Linearization is a powerful method in calculus that helps us approximate complex functions with simpler linear functions. It's particularly useful when you want to estimate the value of a function near a certain point. The formula for linearization is given as \(L(x) = f(c) + f'(c) \cdot (x - c)\). Here:

• \(f(c)\) represents the value of the function at a specific point \(c\).
• \(f'(c)\) is the derivative of the function at the same point \(c\), reflecting the slope of the tangent.
• \((x - c)\) indicates the small displacement from the point \(c\).
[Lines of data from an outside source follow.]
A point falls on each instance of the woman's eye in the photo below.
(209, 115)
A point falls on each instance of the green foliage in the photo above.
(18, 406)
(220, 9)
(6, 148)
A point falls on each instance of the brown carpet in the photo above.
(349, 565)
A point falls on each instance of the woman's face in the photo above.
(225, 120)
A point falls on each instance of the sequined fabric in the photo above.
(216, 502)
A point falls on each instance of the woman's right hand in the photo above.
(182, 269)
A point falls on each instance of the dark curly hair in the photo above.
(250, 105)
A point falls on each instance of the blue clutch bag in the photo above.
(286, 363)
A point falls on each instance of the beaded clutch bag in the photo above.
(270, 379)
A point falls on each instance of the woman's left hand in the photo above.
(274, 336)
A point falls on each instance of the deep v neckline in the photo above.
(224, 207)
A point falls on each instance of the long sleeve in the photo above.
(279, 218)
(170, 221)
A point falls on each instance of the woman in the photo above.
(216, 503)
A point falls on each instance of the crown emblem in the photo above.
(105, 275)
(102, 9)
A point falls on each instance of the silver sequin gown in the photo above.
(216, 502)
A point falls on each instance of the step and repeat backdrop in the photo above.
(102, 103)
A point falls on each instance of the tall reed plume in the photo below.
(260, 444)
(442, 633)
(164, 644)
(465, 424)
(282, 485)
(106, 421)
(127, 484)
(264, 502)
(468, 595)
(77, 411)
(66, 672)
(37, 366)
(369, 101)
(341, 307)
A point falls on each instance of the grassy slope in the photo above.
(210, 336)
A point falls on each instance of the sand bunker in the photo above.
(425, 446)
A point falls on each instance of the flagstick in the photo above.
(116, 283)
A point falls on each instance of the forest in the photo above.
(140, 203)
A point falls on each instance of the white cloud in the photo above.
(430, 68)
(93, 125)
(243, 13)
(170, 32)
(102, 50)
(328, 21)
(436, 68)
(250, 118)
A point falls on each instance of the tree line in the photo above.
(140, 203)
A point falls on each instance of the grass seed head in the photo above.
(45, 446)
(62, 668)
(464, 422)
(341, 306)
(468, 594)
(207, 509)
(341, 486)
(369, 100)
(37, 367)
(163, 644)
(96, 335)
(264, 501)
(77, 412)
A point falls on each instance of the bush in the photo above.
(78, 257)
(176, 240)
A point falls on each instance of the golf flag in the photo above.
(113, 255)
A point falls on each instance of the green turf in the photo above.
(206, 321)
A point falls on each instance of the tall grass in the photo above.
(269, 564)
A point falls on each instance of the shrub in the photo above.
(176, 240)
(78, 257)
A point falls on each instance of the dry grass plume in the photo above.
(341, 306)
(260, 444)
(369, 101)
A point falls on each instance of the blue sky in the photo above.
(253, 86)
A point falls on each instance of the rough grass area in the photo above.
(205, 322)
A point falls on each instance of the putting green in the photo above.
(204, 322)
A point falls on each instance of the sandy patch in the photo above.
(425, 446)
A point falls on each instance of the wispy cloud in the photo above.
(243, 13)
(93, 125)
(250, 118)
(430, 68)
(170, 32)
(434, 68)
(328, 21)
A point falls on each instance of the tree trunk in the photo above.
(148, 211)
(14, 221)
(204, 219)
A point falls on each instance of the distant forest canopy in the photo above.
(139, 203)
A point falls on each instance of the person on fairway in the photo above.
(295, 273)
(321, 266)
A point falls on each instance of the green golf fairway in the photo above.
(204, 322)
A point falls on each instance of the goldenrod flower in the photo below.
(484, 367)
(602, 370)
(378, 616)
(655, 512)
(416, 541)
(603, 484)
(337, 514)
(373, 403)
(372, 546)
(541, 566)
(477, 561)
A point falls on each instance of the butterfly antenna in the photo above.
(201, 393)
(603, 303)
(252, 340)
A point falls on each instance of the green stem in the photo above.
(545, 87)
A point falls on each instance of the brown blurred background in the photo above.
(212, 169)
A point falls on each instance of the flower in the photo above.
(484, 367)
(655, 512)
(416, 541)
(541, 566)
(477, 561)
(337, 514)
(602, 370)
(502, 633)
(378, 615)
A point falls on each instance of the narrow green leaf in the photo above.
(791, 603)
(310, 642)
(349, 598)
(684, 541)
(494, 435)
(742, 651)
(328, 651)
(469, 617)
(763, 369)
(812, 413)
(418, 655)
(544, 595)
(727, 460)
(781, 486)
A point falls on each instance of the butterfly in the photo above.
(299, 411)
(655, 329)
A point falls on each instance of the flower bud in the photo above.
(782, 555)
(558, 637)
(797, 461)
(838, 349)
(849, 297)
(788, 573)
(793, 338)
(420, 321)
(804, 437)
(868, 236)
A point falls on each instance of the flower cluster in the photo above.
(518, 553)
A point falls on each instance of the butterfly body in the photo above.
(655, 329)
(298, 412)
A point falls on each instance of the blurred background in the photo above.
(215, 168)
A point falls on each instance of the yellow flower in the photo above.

Thus, linearization closely mirrors the idea of drawing a tangent line to the function at the point \(c\) and using this tangent line to approximate the function near \(c\). This approach simplifies our calculations while maintaining accuracy close to the chosen point, making difficult calculations much more manageable.

In calculus, the derivative is the measure of how a function changes as its input changes. It is essentially the slope of the function at any point, and it tells us the rate at which the function is increasing or decreasing. For a function \(f(x)\), its derivative is often written as \(f'(x)\).
To find the derivative of a given function, such as \(f(x) = \tan(x)\), we can use differentiation rules. The derivative is \(f'(x) = \sec^2(x)\).
By evaluating this derivative at a specific point \(c\), we get important insight into the function's behavior at that exact point. This evaluation, \(f'(c)\), is a crucial part of calculating the linear approximation, as it reflects the tangent line's slope.

Trigonometric functions like \(\tan(x)\) are fundamental in both pure and applied mathematics. These functions are based on the ratios of sides in right triangles and have periodic properties. They are inherently related to angles and are extensively used in problems involving periodic or wave-like phenomena.
In the context of this problem, the function \(\tan(x)\) plays the central role and brings unique characteristics like vertical asymptotes and periodicity. Calculating the linearization of such functions helps in approximating their behavior around points of interest, like \(c = \pi/4\), thereby simplifying complex analyses by using linear functions.

In calculus, the tangent function—here represented as \(\tan(x)\)—is one of the core trigonometric functions. It provides the ratio of the length of the opposite side to the adjacent side in a right-angled triangle. For circular motion or wave analysis, \(\tan(x)\) features quite prominently as it relates angles to ratios varying from zero to infinite, making it a versatile tool in different environments.
For approximation or analysis, considering the tangent of a point, like \(\tan(\pi/4)\), involves understanding that at precisely \(\pi/4\), the secant of the angle squared, \(\sec^2(\pi/4) = 2\), provides the slope of the tangent line derived in derivative calculations. This serves as a foundational element when constructing the linear approximation (or linearization) for the function in question.